Jason Thacker, director of the research institute at the Ethics and LibertyCommission of the Southern Baptist Convention and lead drafter of “Artificial Intelligence: An Evangelical Statement of Principles,” expresses his hope thus: “Christians must cultivate a sense of wisdom and discernment” about technology. He says we still have “agency” and must help our culture in making decisions about development. The Hebrew Scriptures teach that by wisdom a house is built (Prov 24:3), and even a poor man can “save a city by his wisdom” (Eccl 9:5).


Conclusion
City planning, though plagued with the temptations of fallen humans, is mainly sincerely bent on the common good, on hope for a better future. It is up to us to provide the conscience, spiritual discernment, and vision that others may lack. Ellul says, “We must salute these idealists. They are right in doing what they are doing and wrong in believing they will ever get City anywhere.
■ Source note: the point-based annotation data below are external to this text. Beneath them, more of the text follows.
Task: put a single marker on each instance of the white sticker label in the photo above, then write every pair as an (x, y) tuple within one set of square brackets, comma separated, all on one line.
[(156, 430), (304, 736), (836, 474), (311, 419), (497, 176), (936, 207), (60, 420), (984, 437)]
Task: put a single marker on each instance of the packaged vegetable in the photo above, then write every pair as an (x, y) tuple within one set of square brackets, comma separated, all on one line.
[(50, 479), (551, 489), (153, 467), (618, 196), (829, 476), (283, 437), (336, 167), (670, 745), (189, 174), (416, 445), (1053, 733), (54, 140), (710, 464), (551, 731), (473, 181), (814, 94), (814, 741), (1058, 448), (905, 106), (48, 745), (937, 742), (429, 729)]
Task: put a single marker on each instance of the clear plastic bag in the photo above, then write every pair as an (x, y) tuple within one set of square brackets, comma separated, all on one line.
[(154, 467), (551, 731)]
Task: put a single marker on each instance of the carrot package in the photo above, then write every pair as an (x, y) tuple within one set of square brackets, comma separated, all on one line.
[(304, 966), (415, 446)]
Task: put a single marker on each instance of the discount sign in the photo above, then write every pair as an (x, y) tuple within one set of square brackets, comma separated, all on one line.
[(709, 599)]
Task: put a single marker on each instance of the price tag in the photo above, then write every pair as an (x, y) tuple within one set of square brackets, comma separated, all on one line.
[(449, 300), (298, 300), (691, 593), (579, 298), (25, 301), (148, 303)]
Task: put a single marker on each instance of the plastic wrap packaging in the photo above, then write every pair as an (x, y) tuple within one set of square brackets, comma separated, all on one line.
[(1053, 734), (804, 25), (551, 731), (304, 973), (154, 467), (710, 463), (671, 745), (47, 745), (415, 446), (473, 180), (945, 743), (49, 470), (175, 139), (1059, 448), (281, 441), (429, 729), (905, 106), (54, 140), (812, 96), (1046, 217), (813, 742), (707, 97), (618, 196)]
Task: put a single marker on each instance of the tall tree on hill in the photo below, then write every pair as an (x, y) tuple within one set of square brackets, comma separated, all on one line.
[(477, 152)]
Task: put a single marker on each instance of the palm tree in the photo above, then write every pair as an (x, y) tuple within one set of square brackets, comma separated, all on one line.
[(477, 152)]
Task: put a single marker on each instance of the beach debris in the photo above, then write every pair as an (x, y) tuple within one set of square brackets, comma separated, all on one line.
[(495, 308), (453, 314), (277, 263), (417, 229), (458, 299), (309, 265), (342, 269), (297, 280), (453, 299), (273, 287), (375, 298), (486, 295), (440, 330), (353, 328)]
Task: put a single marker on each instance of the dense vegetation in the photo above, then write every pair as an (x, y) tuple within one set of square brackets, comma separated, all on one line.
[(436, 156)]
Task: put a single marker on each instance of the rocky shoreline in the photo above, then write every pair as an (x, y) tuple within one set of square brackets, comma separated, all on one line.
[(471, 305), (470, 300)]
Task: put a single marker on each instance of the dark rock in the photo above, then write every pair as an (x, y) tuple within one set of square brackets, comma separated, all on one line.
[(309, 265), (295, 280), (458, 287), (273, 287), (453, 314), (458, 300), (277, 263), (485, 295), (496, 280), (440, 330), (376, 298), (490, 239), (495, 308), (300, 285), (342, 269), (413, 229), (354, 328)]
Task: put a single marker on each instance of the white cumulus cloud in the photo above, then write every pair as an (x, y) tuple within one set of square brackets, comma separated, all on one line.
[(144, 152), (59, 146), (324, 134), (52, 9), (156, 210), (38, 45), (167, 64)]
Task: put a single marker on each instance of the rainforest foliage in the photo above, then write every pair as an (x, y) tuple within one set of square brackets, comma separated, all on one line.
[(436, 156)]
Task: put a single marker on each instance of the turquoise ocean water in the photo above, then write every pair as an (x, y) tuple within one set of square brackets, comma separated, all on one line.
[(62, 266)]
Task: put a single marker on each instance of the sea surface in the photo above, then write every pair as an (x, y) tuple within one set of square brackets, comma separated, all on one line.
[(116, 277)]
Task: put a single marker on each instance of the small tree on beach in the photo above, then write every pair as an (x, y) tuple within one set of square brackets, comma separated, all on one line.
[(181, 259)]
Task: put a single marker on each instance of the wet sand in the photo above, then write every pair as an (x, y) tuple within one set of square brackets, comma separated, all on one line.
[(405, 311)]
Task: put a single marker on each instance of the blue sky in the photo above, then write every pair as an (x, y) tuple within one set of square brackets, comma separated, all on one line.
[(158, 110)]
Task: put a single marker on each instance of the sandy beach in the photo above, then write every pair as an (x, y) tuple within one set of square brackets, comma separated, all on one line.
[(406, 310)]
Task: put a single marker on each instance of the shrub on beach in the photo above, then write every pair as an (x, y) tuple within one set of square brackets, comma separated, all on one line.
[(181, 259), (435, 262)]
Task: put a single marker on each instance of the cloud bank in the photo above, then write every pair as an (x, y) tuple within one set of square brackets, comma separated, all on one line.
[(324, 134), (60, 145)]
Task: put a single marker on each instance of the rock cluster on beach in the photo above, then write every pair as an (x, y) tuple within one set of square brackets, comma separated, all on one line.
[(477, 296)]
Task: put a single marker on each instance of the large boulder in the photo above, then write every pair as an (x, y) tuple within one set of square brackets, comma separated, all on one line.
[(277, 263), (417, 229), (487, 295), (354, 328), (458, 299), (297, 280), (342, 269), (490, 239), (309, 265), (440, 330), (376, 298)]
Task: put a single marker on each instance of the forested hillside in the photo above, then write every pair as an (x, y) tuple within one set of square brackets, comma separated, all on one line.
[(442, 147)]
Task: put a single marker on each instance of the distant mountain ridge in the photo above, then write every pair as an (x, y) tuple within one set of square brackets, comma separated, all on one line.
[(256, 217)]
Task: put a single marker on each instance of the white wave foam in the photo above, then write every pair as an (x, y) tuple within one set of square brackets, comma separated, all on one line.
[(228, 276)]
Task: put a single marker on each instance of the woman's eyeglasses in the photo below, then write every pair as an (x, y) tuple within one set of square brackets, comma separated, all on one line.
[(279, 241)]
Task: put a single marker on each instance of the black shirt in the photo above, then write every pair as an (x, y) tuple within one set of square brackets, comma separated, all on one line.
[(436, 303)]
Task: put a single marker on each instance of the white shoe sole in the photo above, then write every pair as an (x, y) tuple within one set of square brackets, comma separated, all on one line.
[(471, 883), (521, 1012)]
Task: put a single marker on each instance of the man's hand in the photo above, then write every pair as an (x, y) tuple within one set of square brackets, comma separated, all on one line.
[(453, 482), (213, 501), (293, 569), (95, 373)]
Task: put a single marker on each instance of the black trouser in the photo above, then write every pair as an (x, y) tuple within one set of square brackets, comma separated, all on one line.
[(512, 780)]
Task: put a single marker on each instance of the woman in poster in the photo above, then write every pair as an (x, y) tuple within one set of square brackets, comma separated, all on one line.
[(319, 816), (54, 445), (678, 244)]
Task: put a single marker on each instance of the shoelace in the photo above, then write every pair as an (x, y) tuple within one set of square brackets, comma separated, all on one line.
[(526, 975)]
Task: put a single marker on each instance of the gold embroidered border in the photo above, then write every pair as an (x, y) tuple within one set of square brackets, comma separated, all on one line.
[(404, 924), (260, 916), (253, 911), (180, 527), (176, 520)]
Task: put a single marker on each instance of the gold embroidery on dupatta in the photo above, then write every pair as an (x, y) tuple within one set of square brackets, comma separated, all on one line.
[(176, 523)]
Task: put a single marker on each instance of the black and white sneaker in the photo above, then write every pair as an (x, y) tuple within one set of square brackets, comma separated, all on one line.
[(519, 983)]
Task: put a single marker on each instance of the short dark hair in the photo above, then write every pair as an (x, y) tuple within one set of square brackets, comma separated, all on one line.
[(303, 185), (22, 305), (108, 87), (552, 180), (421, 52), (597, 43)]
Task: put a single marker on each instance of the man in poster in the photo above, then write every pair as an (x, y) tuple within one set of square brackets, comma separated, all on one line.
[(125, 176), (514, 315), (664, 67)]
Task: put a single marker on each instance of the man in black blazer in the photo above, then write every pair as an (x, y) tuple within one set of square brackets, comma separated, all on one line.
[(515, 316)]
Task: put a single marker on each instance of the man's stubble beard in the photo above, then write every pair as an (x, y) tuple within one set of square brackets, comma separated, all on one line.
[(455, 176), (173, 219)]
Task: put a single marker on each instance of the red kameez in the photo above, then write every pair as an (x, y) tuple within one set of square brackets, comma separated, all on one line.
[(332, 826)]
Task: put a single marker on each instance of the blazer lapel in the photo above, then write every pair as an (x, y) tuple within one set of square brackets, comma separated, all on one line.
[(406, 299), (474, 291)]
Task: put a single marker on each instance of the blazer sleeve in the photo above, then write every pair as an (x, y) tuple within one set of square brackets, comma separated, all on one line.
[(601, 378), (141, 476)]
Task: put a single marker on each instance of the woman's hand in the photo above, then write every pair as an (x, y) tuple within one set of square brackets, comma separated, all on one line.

For the struggle . . . is taking place in a realm never reached by man.” Instead, Christian real estate developer and founder of the Proximity Project Sara Joy Proppe emphasizes “strengthening the church to be very active stewards and have their place” in their location. “The built environment is such a conduit for living out the gospel.” Ultimately, transcendent hope remains. In Ellul’s words, “Civilizations pass and go under, leaving behind a few ruins buried in vines. . . . But nothing is forgotten. All the pain and hope represented by these walls is taken over by God. And because of it all, God is preparing this same setting for man, but made new.”